At the Hub this month we have been focusing on sustainability, and reading around this week I’ve been interested to see the term “water security”. I have often seen the phrase ‘food security’ but haven’t come across it in relation to water before. When you think about the statistics above, it is actually really easy to see why we might have water insecurity. Perhaps that feeling that we have unlimited access to water is making us complacent?
So, what is water insecurity, and how do we make our water more sustainable?
Water insecurity is not having reliable access to adequate quantities of acceptably clean water. This, we know, is, unfortunately, something which many countries in the world experience on a daily basis. If we are to help solve the water crises we all need to support charities that are building wells, toilets, and filtration systems where they are needed.
We all need to value water
Here in the UK, it can feel like we don’t have any problem with water. In fact, it’s easy not to give water a second thought. But we should have a responsibility to be more mindful with what we use and to help solve water insecurity elsewhere in the world.
We have two connecting issues to work with: water consumption and energy usage related to that. The less water we use, the less we will waste and the less energy we will use too. We cannot be complacent with water if there are people living with barely any access to it. Charities such as Water Aid (www.wateraid.org/uk) are working hard to provide clean water around the world. By supporting work such as this, and making changes in our own homes, we will together address the water issues facing us globally today.
What can I do at home to help save water and energy?
The most important thing we can do at home is waste as little water as possible. By reducing our wastage, we save energy and reduce our carbon footprint. With less wastage, there would be more water available for animals and plants in the environment and we would create less pollution. Water scarcity leads to crop failures with all the knock-on effects of this such as food shortages and price rises.
Fortunately, there are a few easy things we can all do at home which make a significant difference to our water consumption and the amount of energy we use in connection with our water usage.
Friends of the Earth have some suggestions to help:
Turn off Taps – simple! Specifically, when we are brushing our teeth. Just turn off that tap when not using it!
Shower without the power – power showers can use so much water. You can swap to a water-saving shower head and reduce your water consumption by gallons. And by cutting your shower time by just one minute you can also save gallons of water a month.

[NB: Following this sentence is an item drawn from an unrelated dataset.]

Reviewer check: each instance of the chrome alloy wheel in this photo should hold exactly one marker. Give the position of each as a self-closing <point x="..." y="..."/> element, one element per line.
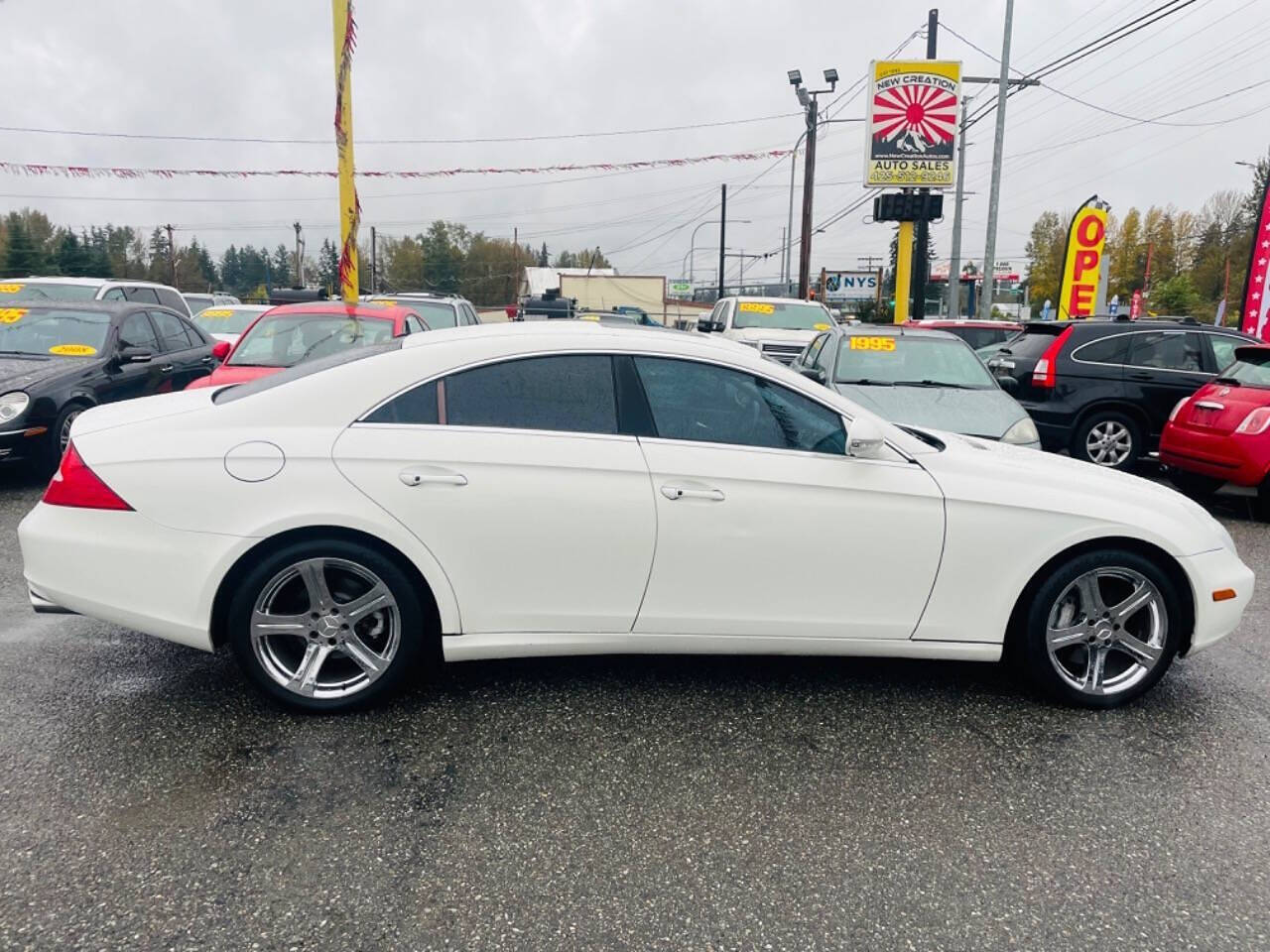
<point x="325" y="627"/>
<point x="1109" y="443"/>
<point x="1106" y="631"/>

Run less washes – two half loads of laundry use more energy and water than one full load. So save up that laundry until you have a full load and look to see if your washing machine has an eco wash setting to boot. Remember to use an environmentally friendly laundry detergent for maximum benefit.
Think about food waste – Growing food takes a huge amount of water and energy, don’t put all that to waste by chucking it in the bin! Try to minimise food waste by meal planning where possible, and using up leftovers. A lot of food waste can be composted (see last week’s blog!) and this helps reduce the waste impact.

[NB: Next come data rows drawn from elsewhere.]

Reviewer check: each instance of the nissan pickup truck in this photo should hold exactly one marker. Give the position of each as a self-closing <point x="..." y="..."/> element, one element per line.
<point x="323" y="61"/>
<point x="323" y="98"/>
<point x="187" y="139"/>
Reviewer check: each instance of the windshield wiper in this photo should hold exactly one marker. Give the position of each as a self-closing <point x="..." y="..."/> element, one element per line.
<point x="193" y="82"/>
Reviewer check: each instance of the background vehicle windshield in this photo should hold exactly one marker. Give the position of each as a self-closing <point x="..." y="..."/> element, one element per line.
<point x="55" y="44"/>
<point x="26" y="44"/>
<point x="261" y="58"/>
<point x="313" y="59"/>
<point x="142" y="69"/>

Watering the garden – When the garden needs watering in the warmer weather, watering at the beginning or the end of the day, when it is cooler, means the water doesn’t evaporate like it does in the heat of the day, it can get down to the roots of the plants and do the best work. This means you don’t need to use so much water.

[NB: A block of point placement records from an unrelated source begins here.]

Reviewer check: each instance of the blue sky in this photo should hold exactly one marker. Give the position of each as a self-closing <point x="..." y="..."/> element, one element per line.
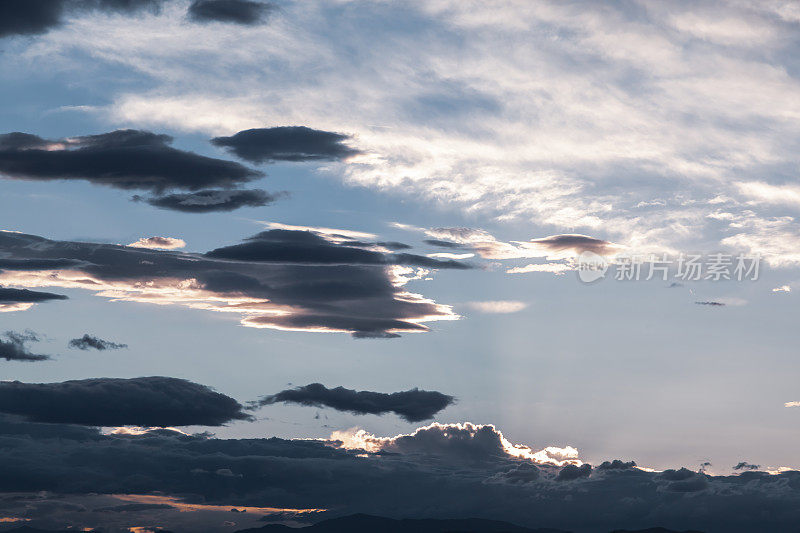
<point x="648" y="127"/>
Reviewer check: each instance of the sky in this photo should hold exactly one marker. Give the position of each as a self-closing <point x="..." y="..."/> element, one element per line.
<point x="363" y="228"/>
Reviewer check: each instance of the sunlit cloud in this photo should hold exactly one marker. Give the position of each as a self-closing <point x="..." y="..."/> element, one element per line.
<point x="159" y="243"/>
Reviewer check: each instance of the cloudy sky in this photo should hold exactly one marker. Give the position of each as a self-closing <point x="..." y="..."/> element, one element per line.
<point x="359" y="227"/>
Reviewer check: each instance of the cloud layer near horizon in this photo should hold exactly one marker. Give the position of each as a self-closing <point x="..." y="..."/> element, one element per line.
<point x="439" y="470"/>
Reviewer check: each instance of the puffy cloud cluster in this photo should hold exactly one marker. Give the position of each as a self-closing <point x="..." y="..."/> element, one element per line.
<point x="437" y="471"/>
<point x="159" y="243"/>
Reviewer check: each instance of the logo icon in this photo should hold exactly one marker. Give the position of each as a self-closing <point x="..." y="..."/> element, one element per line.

Water butts – collecting rainwater is brilliant because it is better for the plants than tap water and saves wasting water. Just remember to keep the water butt covered so animals and insects cannot get trapped. To give them a drink safely, leave shallow bowls of water out but put stones in so insects can crawl out.
Low flush toilets – like water-saving showerheads, if you are planning to upgrade your bathroom, choose a low flush toilet for effortless water-saving!
Use a dishwasher – a full dishwasher load is a better option than washing up by hand. And less effort!
Consider what we are eating – The amount of water and energy used in food growing and preparation varies greatly. High consumers are meat and dairy products, almond milk, and growing avocados. By buying local low-impact produce we can make a big difference.
Kettle – we all know we should only boil what we need, we just need to do it!
Steam veggies – it uses less water than boiling (and helps retain nutrients too), or if we do boil veg, we can use the water once cooled to water plants.
Check your household plumbing – in case of leaks and know where the stop valve is! In case of flood!
Check where you invest money – check the credentials of companies you invest in and make sure that they are not polluting waterways and are not causing water wastage.
It may feel like we are not doing much, as these are small changes. But if enough of us put the effort in then we will save gallons and gallons of water over a year, and on top of that, we will save energy too.
As a nation, we can address wastage in agriculture and plumbing, and work together on restoring and protecting our ecosystems. All this really needs to happen alongside helping and supporting countries that have water insecurity.
Then, collectively, we will have a more sustainable and beneficial relationship with water.